Walking One-Night Stand, Travis Maddox meets his match in Abby Abernathy. Travis is the one of the best underground fighters. Abby shows up in one of his fights dressed in a cardigan which he later sprays with blood. Travis is cousin to Shepley who is in a relationship with America, Abby’s best friend. Abby and America are new to Eastern University, getting away from Abby’s dark past.
I admit that I enjoyed Fifty Shades for what it’s worth. Reading it with a fanfiction mindset also helped. With that said, I did enjoy reading this book. I read it inside of 2-3 days and there were parts where I could not put it down. The writing is okay and easy to read. It was fast-paced and the… themes… are pretty interesting to young adults and adults alike. But there were bits in the book that, in the words of one of the characters, “has just become one convoluted clusterfuck”. I think the author tried to fit so much about the characters that it became a bit confusing. Abby’s backstory came out of nowhere but it was poorly handled that I didn’t know what to make of it. I think it’s supposed to be a driving force for the second part of the novel but it didn’t have quite as much impact as what I think the author is going for that it almost became an afterthought.

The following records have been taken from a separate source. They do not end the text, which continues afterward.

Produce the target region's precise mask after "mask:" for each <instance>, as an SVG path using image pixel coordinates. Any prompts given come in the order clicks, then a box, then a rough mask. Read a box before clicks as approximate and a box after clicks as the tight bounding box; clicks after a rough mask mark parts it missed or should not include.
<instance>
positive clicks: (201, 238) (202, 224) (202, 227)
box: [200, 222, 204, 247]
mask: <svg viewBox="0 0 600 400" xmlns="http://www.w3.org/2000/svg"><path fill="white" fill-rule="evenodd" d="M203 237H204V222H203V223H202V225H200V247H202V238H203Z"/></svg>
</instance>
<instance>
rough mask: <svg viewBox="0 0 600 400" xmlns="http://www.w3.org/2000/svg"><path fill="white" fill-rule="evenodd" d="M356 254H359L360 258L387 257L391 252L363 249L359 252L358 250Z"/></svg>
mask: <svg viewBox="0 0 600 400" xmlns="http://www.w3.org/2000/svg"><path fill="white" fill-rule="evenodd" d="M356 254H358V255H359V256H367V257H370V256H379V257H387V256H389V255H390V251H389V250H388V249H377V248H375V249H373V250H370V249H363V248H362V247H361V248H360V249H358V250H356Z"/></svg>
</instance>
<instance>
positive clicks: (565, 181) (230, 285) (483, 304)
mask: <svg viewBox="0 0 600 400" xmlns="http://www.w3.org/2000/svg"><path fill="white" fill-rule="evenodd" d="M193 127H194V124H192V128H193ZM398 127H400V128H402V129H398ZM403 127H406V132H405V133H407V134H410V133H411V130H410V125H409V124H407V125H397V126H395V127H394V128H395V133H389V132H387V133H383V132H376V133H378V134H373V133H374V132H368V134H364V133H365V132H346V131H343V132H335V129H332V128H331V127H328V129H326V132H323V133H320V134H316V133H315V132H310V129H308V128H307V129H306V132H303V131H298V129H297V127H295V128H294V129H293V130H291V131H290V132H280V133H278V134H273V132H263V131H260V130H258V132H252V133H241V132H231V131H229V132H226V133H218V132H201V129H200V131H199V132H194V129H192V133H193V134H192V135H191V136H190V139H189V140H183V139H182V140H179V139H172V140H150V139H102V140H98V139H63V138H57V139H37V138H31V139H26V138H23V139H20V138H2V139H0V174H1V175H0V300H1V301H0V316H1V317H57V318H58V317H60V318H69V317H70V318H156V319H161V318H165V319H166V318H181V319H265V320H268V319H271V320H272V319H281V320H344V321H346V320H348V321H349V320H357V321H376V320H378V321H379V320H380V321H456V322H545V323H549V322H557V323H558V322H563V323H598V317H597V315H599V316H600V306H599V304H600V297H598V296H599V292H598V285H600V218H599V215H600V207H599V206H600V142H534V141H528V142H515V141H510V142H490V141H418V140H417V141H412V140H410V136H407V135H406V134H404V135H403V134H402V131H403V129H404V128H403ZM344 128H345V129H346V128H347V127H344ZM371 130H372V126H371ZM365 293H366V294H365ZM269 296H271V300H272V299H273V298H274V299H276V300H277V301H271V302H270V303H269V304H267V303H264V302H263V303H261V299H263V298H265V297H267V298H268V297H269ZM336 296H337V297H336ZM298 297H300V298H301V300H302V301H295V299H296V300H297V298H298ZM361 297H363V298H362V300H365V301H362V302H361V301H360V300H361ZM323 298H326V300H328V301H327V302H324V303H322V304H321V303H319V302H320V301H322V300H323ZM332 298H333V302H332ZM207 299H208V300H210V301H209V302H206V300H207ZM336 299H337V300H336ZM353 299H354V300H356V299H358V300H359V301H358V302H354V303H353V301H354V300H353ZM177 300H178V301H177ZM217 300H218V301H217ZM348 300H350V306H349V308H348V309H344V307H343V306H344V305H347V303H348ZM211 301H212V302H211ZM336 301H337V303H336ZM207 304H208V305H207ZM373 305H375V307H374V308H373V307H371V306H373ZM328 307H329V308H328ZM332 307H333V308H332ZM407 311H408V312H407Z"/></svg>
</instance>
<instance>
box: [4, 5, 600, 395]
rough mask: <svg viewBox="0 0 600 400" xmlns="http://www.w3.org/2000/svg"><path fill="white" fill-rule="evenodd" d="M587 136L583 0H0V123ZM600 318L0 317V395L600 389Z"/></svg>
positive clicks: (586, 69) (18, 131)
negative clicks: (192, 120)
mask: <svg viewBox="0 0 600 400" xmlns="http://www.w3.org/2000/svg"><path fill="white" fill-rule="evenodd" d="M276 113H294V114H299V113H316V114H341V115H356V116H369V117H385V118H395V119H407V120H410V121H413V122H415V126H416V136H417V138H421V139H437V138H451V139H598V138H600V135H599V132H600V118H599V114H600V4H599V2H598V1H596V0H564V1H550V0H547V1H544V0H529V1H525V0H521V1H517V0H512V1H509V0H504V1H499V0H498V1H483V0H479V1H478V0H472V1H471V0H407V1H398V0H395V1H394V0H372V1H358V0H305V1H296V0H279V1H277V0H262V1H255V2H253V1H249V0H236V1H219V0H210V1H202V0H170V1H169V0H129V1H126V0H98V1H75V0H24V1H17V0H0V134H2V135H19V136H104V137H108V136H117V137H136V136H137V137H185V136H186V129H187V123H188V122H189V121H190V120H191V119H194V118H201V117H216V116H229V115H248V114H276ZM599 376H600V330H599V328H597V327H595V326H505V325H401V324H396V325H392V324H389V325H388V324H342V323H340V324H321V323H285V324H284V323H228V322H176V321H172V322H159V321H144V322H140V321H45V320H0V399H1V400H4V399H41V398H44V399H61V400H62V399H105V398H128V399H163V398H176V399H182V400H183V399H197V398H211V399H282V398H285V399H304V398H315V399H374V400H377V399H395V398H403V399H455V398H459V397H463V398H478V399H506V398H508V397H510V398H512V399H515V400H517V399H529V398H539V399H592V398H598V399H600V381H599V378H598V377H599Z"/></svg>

This book’s strength is in its characters. Especially the supporting roles, America and Shepley. Abby and Travis were a little too ideal – straight A student bad boy and a “simple” girl who cleans up real nice? Yeah, of course. Travis came across as over-the-top scary many times. America acts like the voice of reason and at the same time, Abby’s best protector. I love the way she goes all out in everything she does. I also love the Maddox family. What a rowdy group of men!
What I did not like was the ending. It kind of turned me off from the whole thing. I felt that the ending was the biggest cliche of them all. It was very predictable. As soon as I realized what will happen, I went, “Please, no. Not that direction…” But oh well, got to have at least one painfully obvious cliche in every YA novel, right? And considering this ended up like it did, the story stretched on too long.
I had a bit of trouble digesting that this is classified as a young adult novel. In the several bookstores that I visited, I’ve seen this shelved either under YA or contemporary adult fiction. It does have a YA feel but at the same time, it’s a bit dark to be truly YA. Maybe for older young adults? If that makes sense. There are a few themes that I don’t think will send the right message to the teen crowd. Also, I could totally see this as a TV show on the CW Network. This is definitely right up their alley.
Recommendation: If you liked Christian Grey and how he treats his woman then you might also like Travis Maddox. And this book.